Transmisja z gali rozpocznie się w nocy z soboty na niedzielę o godzinie 00:30.
Przypominamy, że poszczególne ikony przy przewidywanych rezultatach walk w lekkim uproszczeniu oznaczają:
Ikona | Opis |
---|---|
Tylko kataklizm mógłby sprawić, że mój faworyt przegra. | |
Jestem przekonany do swojego typu, ale nie skreślam całkowicie jego rywala, bo ma narzędzia, by zwyciężyć – choć szanse na to są niewielkie. | |
Zawodnik, na którego postawiłem powinien to bez większych problemów wygrać, choć jego rywal może stawić spory opór, który może zaprowadzić go nawet do zwycięstwa. | |
Nie jestem przekonany, bliżej mi, rzecz jasna, do zawodnika, na którego postawiłem, ale jego oponent ma umiejętności, by to wygrać. | |
Absolutnie nie będę zdziwiony, jeśli wytypowany przeze mnie zawodnik polegnie z kretesem, szalenie wyrównana walka, może pójść w dwie strony. |
140 lbs: Cris Cyborg (16-1) vs. Lina Lansberg (6-1)
Kursy UNIBET: Cris Cyborg – Lina Lanberg 1.09 – 8.00
Bartłomiej Stachura: Tylko kataklizm mógłby spowodować, że Brazylijka przegra tę walkę. Mógłoby do niego dojść na skutek na przykład ostrego ścinania wagi – jeśli odbije się ono mocno na Justino, być może nie skończy Lansberg w pierwszej rundzie, a w kolejnych z uwagi na ścinanie właśnie mocno osłabnie? Scenariusz taki jest jednak mało realny.
Lansberg radzi sobie co prawda całkiem przyzwoicie na nogach, korzystając też z mocnych kolan i łokci w klinczu – wywodzi się z Muay Thai, w którym podobno osiągała duże sukcesy – ale od strony fizycznej będzie bardzo mocno odstawać, bo na co dzień walczy w limicie 135 funtów. Także gabarytowo i najpewniej siłowo obie dzieli przepaść. Jeśli dodamy do tego niewielkie doświadczenie Szwedki, walkę na wrogim terenie, debiut w UFC oraz zapasy i parter, do których Cyborg będzie mogła się odwołać w razie potrzeby, trudno dawać Lansberg jakiekolwiek szanse. Gdyby nie mordercze ścinanie wagi Brazylijki, dałbym jej zielonego kciuka w górę, ale jako że jest to jednak czynnik, który może odbić się na jej formie, to…
Zwycięzca: Cris Cyborg przez (T)KO
145 lbs: Renan Barao (33-4) vs. Phillipe Nover (10-6-1)

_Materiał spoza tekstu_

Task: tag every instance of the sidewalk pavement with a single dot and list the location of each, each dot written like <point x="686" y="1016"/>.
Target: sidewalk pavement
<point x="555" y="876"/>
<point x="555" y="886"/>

Kursy UNIBET: Renan Barao – Phillipe Nover 1.20 – 4.50
Bartłomiej Stachura: Starcie zapowiada się jako ustawka dla Renana Barao, którego UFC chce odbudować w nowej kategorii wagowej. W swoim debiucie w limicie dywizji piórkowej w pierwszej rundzie wyglądał wybornie i muszę przyznać, że byłem tym mocno zaskoczony. Świetnie pracował na nogach (!), był agresywniejszy niż zwykle, a jednocześnie składał piękne kombinacje, kompletnie zaskakując Jeremy’ego Stephensa. Potem jednak kompletnie zgasł – zainkasował kilka ciosów, stał się bierny, oddał inicjatywę, szukał desperackich sprowadzeń.
Nie spodziewam się jednak, aby podobnych problemów nastręczył mu Nover, którego w zasadzie mogłoby nie być już w UFC, bo po powrocie pod banderę amerykańskiego giganta stoczył z Yui Chul Namem i Zubairą Tukhugovem piekielnie wyrównane walki, pierwszego pokonując niejednogłośną decyzją, z drugim przegrywając. Amerykanin będzie co prawda w starciu z Brazylijczykiem dysponował przewagą fizyczną, ale w stójce to Barao dysponuje znacznie bogatszym arsenałem technik ofensywnych, jest szybszy i precyzyjniejszy. Dodatkowo, jego szczęka wydaje się bardzo mocna – nie ubił go nawet mocno bijący Stephens, pomimo tego że trafił kilkoma bombami. Wracając zaś do aspektów kickbokserskich, których spodziewam się najwięcej – nawet ten „stary” Barao z czasów rywalizowania w kategorii koguciej na nogach wyglądał lepiej niż obecny Nover, a co dopiero ten z pierwszej rundy przeciwko Stephensowi, którego spodziewam się zobaczyć.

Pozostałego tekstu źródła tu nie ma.